6.12 Specific Performance. The parties agree that irreparable damage may occur in the event that any of the provisions of this Agreement were not performed in accordance with their specific terms or were otherwise breached. It is accordingly agreed that the parties shall be entitled to seek an injunction or injunctions (without proof of damages) to prevent actual or threatened breaches of this Agreement and to enforce specifically the terms and provisions hereof, this being in addition to any other remedy to which they are entitled at law or in equity.
6.13 Other Remedies. Except to the extent set forth otherwise herein, any and all remedies herein expressly conferred upon a party will be deemed cumulative with and not exclusive of any other remedy conferred hereby, or by law or equity upon such party, and the exercise by a party of any one remedy will not preclude the exercise of any other remedy.
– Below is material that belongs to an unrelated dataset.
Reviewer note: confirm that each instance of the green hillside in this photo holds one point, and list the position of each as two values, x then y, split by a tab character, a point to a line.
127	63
6.14 WAIVER OF JURY TRIAL. EACH OF THE PARTIES HERETO HEREBY IRREVOCABLY WAIVES ALL RIGHT TO TRIAL BY JURY AND ANY ACTION, PROCEEDING OR COUNTERCLAIM (WHETHER BASED ON CONTRACT, TORT, OR OTHERWISE) ARISING OUT OF OR RELATING TO THIS AGREEMENT OR THE ACTIONS OF ANY PARTY HERETO IN THE NEGOTIATION, ADMINISTRATION, PERFORMANCE OR ENFORCEMENT HEREOF.
6.15 Counterparts. This Agreement and any signed agreement or instrument entered into in connection with this Agreement, and any amendments hereto or thereto, may be executed in two or more counterparts and by the different parties hereto on separate counterparts, each of which when so executed and delivered shall be an original, but all of which together shall constitute one and the same instrument. Any such counterpart, to the extent delivered by means of a fax machine or by .pdf, .tif, .gif, .jpeg or similar attachment to electronic mail (any such delivery, an “Electronic Delivery”) shall be treated in all manner and respects as an original executed counterpart and shall be considered to have the same binding legal effect as if it were the original signed version thereof delivered in person. No party hereto shall raise the use of Electronic Delivery to deliver a signature or the fact that any signature or agreement or instrument was transmitted or communicated through the use of Electronic Delivery as a defense to the formation of a contract, and each such party forever waives any such defense, except to the extent that such defense relates to lack of authenticity.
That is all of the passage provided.